Sun Dec 2nd through Sat the 8th, 2018 at Palais des Congrès de Montréal
In nonparametric inference, selecting regularization parameter via cross validation is usually suboptimal for testing. This paper studies the problem of applying an early stopping regularization method to facilitate nonparametric testing based on gradient descent algorithm in reproducing kernel Hilbert space. The authors develop a Wald-type test statistic based on the iterated estimator and derive the sharp stopping rule to guarantee minimax optimal testing for both polynomial decay kernel and exponential-polynomial decay kernel. The authors show the effectiveness of this approach by theoretical results and numerical experiments. Overall the result is novel and very interesting. The paper is well written and easy to understand.
The authors consider a non-parametric hypothesis testing procedure and derived optimal stopping rule for estimating regression function. Their proposed method ensures that their hypothesis testing procedure is minimax optimal and is sharp estimation accuracy. While the authors does not confirm the performance of their proopsed method through real data, the method would be novel and efficient for data science. My concern is that, in general, tuning parameter in the kernel is sensitive for performing simulations. So, I am interested in how robust the proposed method with respect to it. In addition, it is important to choose kernel function or to reduce variables, in practice. Are there possible to extend the proposed method to such a scenario?
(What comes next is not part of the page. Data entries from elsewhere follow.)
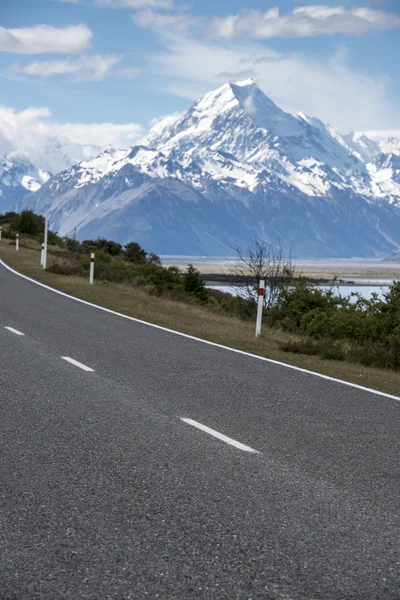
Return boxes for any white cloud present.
[55,123,143,148]
[209,5,400,39]
[0,106,143,172]
[0,25,93,54]
[145,36,400,132]
[95,0,174,9]
[113,68,140,79]
[132,8,200,33]
[13,54,122,81]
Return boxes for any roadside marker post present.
[89,252,94,285]
[42,215,49,269]
[256,279,265,337]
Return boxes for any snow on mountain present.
[379,137,400,156]
[343,131,380,163]
[17,80,400,257]
[0,152,51,212]
[367,154,400,206]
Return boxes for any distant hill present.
[383,252,400,262]
[15,80,400,258]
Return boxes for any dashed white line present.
[181,418,260,454]
[4,327,25,335]
[0,259,400,402]
[61,356,94,372]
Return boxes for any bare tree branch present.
[229,239,295,308]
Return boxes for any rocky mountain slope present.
[0,154,51,213]
[17,80,400,258]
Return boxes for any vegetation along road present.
[0,255,400,600]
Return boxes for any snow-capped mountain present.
[18,80,400,257]
[0,153,51,213]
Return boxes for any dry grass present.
[0,240,400,396]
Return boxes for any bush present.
[10,210,39,235]
[183,264,208,304]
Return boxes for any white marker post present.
[89,252,94,285]
[42,215,49,269]
[256,279,265,337]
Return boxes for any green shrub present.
[183,264,208,304]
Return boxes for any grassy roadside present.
[0,239,400,396]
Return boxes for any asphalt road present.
[0,266,400,600]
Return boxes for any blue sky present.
[0,0,400,145]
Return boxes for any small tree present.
[183,264,208,303]
[124,242,147,263]
[147,252,161,267]
[11,210,39,235]
[230,240,295,308]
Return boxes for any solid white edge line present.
[181,418,260,454]
[61,356,94,373]
[4,327,25,335]
[0,259,400,402]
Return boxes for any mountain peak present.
[234,79,257,87]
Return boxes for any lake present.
[207,279,390,299]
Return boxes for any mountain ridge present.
[11,80,400,257]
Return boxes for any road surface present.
[0,266,400,600]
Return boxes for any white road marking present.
[0,260,400,402]
[61,356,94,372]
[4,327,25,335]
[181,418,260,454]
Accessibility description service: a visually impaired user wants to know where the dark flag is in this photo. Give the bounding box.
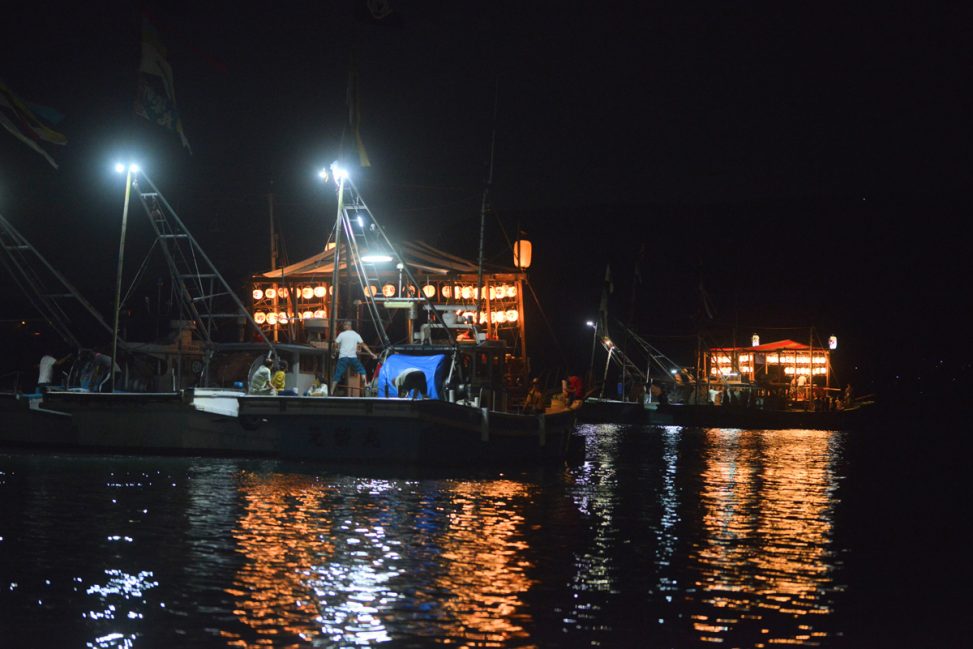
[135,15,193,153]
[345,55,372,167]
[598,265,615,336]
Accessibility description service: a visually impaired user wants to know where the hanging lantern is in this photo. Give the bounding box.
[514,239,533,270]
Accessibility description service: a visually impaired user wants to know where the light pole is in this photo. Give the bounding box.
[585,320,598,389]
[109,163,139,392]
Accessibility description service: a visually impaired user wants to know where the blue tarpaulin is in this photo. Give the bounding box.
[377,354,449,399]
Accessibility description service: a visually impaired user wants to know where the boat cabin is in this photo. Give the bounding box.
[704,340,833,407]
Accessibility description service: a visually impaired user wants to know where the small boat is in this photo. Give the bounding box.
[645,403,873,430]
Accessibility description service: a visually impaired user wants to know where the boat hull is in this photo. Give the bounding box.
[0,390,578,465]
[646,404,868,430]
[578,397,646,424]
[0,391,277,456]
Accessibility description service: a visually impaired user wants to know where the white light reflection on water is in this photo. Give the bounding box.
[220,474,534,647]
[564,424,623,628]
[82,569,159,649]
[655,426,682,608]
[687,429,840,648]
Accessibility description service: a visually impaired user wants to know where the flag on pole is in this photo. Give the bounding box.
[598,265,615,336]
[135,15,193,153]
[0,81,68,169]
[345,54,372,167]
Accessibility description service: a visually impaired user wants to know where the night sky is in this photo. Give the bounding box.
[0,0,973,404]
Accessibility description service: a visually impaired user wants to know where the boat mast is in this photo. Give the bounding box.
[328,175,346,362]
[476,79,500,331]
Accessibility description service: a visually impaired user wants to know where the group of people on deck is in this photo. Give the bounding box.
[247,320,429,398]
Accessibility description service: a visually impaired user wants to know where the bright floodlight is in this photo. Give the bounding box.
[362,253,392,264]
[331,162,348,180]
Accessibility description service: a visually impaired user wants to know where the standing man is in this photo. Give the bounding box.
[331,320,378,394]
[37,354,73,391]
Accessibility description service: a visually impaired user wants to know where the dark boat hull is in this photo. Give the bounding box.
[0,392,277,457]
[0,391,576,465]
[240,397,575,465]
[646,404,868,430]
[578,397,646,424]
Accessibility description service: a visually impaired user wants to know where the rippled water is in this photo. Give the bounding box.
[0,426,948,647]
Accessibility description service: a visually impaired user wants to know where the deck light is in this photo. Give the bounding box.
[331,162,348,180]
[362,252,392,264]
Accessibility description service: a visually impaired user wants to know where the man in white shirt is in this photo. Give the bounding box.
[331,320,378,394]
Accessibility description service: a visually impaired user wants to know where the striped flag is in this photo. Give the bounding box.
[0,81,68,169]
[135,15,193,153]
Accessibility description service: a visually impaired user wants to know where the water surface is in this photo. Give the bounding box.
[0,425,940,647]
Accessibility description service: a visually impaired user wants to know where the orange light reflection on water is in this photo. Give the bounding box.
[221,474,534,647]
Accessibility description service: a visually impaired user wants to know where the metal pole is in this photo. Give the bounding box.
[328,177,345,383]
[108,165,132,392]
[588,325,598,389]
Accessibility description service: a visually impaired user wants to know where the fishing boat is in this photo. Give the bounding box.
[0,167,576,464]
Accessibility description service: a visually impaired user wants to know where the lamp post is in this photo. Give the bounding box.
[109,163,139,392]
[585,320,598,389]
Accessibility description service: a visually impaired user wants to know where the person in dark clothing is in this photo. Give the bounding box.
[394,367,429,399]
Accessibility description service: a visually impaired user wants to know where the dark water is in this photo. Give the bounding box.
[0,426,956,647]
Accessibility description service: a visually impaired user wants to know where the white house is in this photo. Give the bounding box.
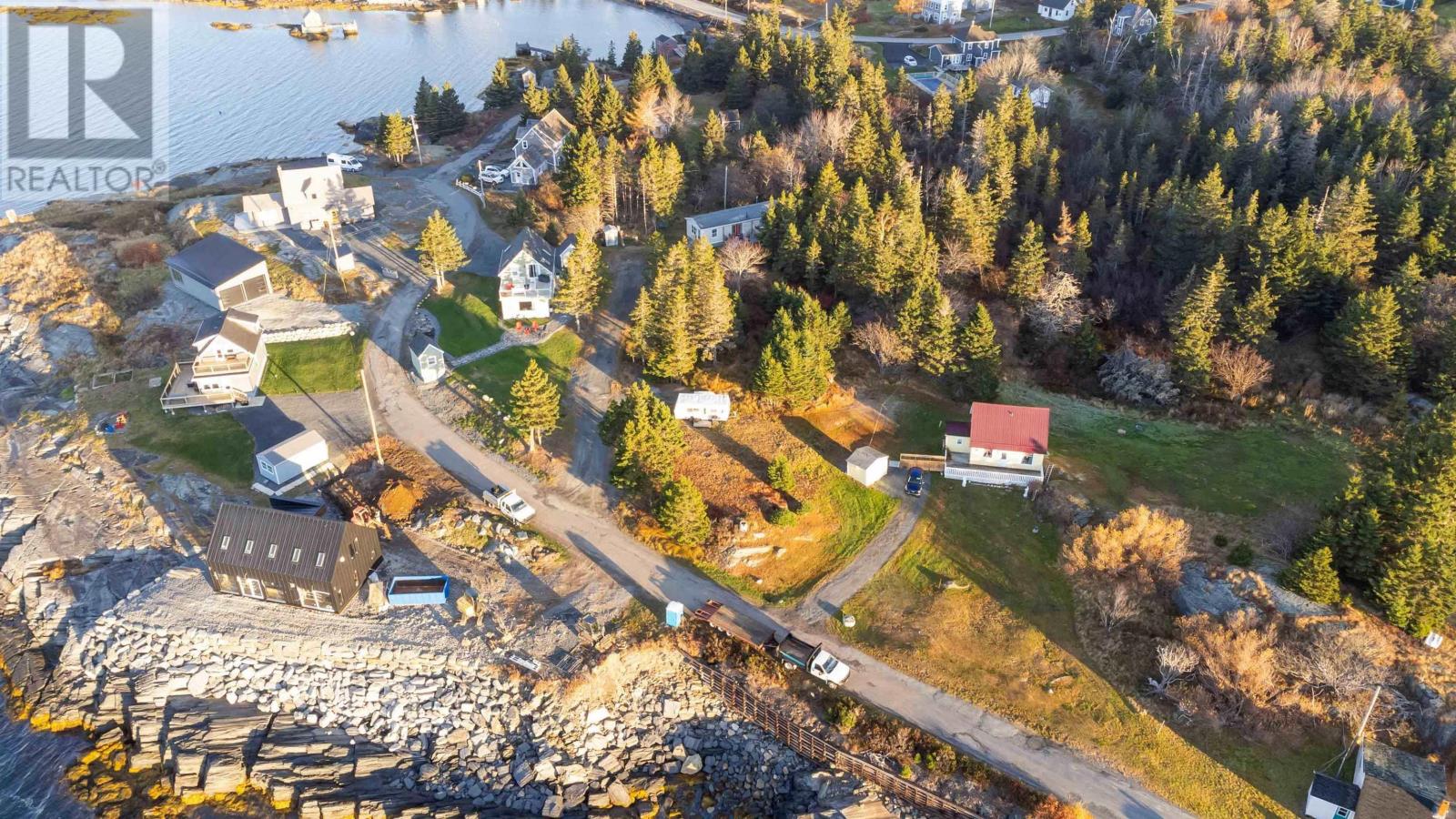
[1112,3,1158,39]
[167,233,272,310]
[410,335,450,385]
[1036,0,1077,24]
[505,108,577,185]
[497,228,577,320]
[233,157,374,230]
[1305,742,1451,819]
[844,446,890,487]
[162,309,268,412]
[920,0,966,26]
[686,203,769,248]
[672,390,733,422]
[945,402,1051,487]
[253,430,329,494]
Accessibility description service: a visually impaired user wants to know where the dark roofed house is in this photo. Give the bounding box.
[167,233,272,310]
[202,502,383,613]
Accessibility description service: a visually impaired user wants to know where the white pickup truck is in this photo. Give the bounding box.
[482,485,536,523]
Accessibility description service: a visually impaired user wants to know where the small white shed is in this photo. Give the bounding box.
[258,430,329,485]
[844,446,890,487]
[672,390,733,421]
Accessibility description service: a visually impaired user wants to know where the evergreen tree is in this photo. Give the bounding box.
[1279,547,1341,605]
[653,478,712,547]
[1168,258,1228,392]
[379,111,415,165]
[485,60,521,108]
[551,238,607,329]
[415,208,470,290]
[1323,287,1410,399]
[511,359,561,449]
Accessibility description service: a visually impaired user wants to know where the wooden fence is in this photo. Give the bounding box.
[687,657,986,819]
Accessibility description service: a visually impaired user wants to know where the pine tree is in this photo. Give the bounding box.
[415,208,470,290]
[1323,287,1410,398]
[1168,257,1228,392]
[1279,547,1341,605]
[951,303,1002,400]
[551,239,607,329]
[511,359,561,449]
[380,111,415,165]
[485,60,521,108]
[653,478,712,547]
[1006,221,1046,309]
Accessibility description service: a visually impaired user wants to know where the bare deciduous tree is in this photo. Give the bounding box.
[1210,341,1274,400]
[850,320,910,371]
[718,236,769,290]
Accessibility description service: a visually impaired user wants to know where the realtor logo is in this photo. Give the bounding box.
[0,5,166,204]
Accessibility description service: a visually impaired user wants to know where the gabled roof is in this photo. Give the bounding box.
[167,233,265,290]
[687,203,769,228]
[204,502,379,584]
[971,400,1051,455]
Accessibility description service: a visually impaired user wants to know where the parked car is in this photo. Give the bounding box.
[905,466,925,497]
[323,153,364,170]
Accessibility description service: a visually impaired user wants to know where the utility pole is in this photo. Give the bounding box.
[359,368,384,466]
[410,114,425,165]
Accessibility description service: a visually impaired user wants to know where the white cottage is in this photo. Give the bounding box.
[255,430,329,494]
[410,335,450,385]
[166,233,272,310]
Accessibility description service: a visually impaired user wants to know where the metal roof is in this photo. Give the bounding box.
[204,502,379,584]
[167,233,265,290]
[971,400,1051,455]
[687,203,769,228]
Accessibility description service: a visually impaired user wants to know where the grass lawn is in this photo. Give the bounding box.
[424,272,505,356]
[844,486,1337,819]
[260,335,364,395]
[456,329,581,405]
[82,369,253,490]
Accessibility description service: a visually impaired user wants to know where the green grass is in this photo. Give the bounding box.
[82,369,253,488]
[260,335,364,395]
[842,482,1335,819]
[1000,383,1354,516]
[456,329,581,405]
[422,272,505,356]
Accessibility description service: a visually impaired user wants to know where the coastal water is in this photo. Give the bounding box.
[9,0,682,193]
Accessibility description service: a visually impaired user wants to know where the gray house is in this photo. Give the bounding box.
[202,502,383,613]
[166,233,272,310]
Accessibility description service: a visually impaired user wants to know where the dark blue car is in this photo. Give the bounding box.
[905,466,925,495]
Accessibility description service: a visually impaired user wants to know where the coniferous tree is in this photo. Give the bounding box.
[415,208,470,288]
[511,359,561,449]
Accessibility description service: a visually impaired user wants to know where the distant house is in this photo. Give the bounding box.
[1036,0,1077,22]
[920,0,966,26]
[687,203,769,247]
[1305,742,1451,819]
[1112,3,1158,39]
[202,502,383,613]
[1010,83,1051,108]
[945,402,1051,487]
[167,233,272,310]
[929,24,1000,71]
[410,335,450,383]
[255,430,329,494]
[162,309,268,411]
[497,228,577,320]
[233,157,374,230]
[505,108,577,185]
Summary: This is a very interesting paper that provides an alternative approach to nonparametric testing. Instead of imposing a penalty to encourage bias-variance tradeoff, the paper proposed to do an “early stopping” to achieve that. The reason why this approach would work is that when applying a gradient ascent/descent approach, even the optimal solution will overfit the data, on the way to the optimal, there is a sweet spot where the variability has been removed a lot while the bias is still not too large (have not yet overfit the data). Overall, this is a nice and well-written paper and its idea is worth spreading in the community of machine learning and statistics. Detail comments: 1. In Theorem 3.1 and soon after it, there is a rule for testing H0 using the asymptotic distribution. However, if I understand it correctly, this rule will be asymptotically valid when both t and n goes to infinity. Will the stopping rule T^* diverges when n goes to infinity? Otherwise it may not really control the asymptotic type-1 error. 2. Although the power analysis has been done for the rejection rule, the type-1 error at t=T^* was not clear. In particular, the stopping rule T^* also depends on the data. So Theorem 3.1 may not be enough to guard the type-1 error. Is there any theoretical results about the control of type-1 error? There might be two possible ways to do that. One is to derive the asymptotic distribution at t=T^* when n goes to infinity. The other is via the optional stopping theorem. 3. Will this method be applicable to estimation problem? I guess the main challenge is to find the right time to stop the gradient ascent so the stopping has to be re-defined. Maybe the idea of Lepski’s adaptive rule could be useful in this case.